L'hate speech, ossia le parole d'odio pubblicate in rete, sono un fenomeno frequente, in cui chiunque sia iscritto a una piattaforma social si è inevitabilmente imbattuto, almeno da spettatore.
Amnesty Italia ha condotto un laboratorio su questo fenomeno, in particolare quando rivolto alle donne, nella sede di Auser, all’interno del Festival al Femminile 2024. Dora Farina, relatrice dell’incontro, è la responsabile della task force "Hate speech" di Amnesty: un gruppo di sessanta attivisti che, da tutta Italia, si occupano di rispondere ai messaggi d’odio nei commenti dei post social dei quotidiani online. "Rispondiamo ai commenti, ma non sempre avviene un confronto, in alcuni casi, quando non vengono rispettate le regole della piattaforme, il commento viene segnalato. Le piattaforme social, infatti, hanno una propria policy: è come quando si infrangono le regole di una casa in cui si è ospiti e per questo si viene cacciati".
“I target principali sono donne, migranti, persone appartenenti alla comunità Lgbtqia+, ma si verificano anche discriminazioni religiose, politiche. Un movimento d'odio particolarmente recente, è quello nei confronti degli attivisti climatici", spiega Farina. La maggior parte degli utenti dei social sono “silenti”, ma rimangono comunque coinvolti da questi messaggi, quando ne leggono uno: “Ormai i social fanno parte della nostra realtà a tutti gli effetti e dovremo darci delle regole comuni per fruirne”.

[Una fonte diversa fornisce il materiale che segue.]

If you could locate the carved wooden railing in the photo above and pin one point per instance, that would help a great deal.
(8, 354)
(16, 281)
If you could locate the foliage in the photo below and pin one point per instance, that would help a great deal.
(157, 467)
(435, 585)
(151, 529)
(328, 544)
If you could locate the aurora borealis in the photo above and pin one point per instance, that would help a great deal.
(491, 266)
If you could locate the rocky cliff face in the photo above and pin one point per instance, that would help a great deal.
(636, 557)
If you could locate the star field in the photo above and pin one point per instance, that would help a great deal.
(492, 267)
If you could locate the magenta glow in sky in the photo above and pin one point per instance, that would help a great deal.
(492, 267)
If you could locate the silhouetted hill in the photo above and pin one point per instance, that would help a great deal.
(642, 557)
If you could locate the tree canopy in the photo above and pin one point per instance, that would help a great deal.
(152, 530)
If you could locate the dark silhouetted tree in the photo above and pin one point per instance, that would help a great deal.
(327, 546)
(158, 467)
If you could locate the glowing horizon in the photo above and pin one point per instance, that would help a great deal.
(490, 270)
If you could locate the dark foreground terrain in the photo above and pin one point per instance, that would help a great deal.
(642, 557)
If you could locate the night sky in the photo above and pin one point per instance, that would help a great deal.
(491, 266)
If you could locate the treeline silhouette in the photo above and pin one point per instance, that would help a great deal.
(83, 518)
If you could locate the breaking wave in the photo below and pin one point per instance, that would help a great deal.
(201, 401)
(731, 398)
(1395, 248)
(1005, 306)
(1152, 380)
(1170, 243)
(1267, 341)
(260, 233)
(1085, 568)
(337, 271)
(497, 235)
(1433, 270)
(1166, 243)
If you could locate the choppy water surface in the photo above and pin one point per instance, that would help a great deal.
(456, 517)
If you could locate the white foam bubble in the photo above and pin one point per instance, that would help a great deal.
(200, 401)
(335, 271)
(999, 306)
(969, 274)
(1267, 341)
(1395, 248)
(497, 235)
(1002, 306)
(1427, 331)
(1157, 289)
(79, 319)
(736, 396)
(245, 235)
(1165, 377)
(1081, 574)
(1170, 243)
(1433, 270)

Sono diversi i motivi che spingono una persona a scrivere commenti d'odio, spesso senza la consapevolezza che possano anche avere un rilevanza penale: "Per disinformazione o per uno scarico di responsabilità. A volte si attribuiscono a una determinata categoria delle colpe su tematiche sociali o comunitarie -conclude Farina- Molto spesso non si tiene conto del messaggio che si veicola e ci si lascia da un sentimento d'odio che ha un effetto non soltanto sulla persona con cui si interloquisce, ma su tutta la comunità".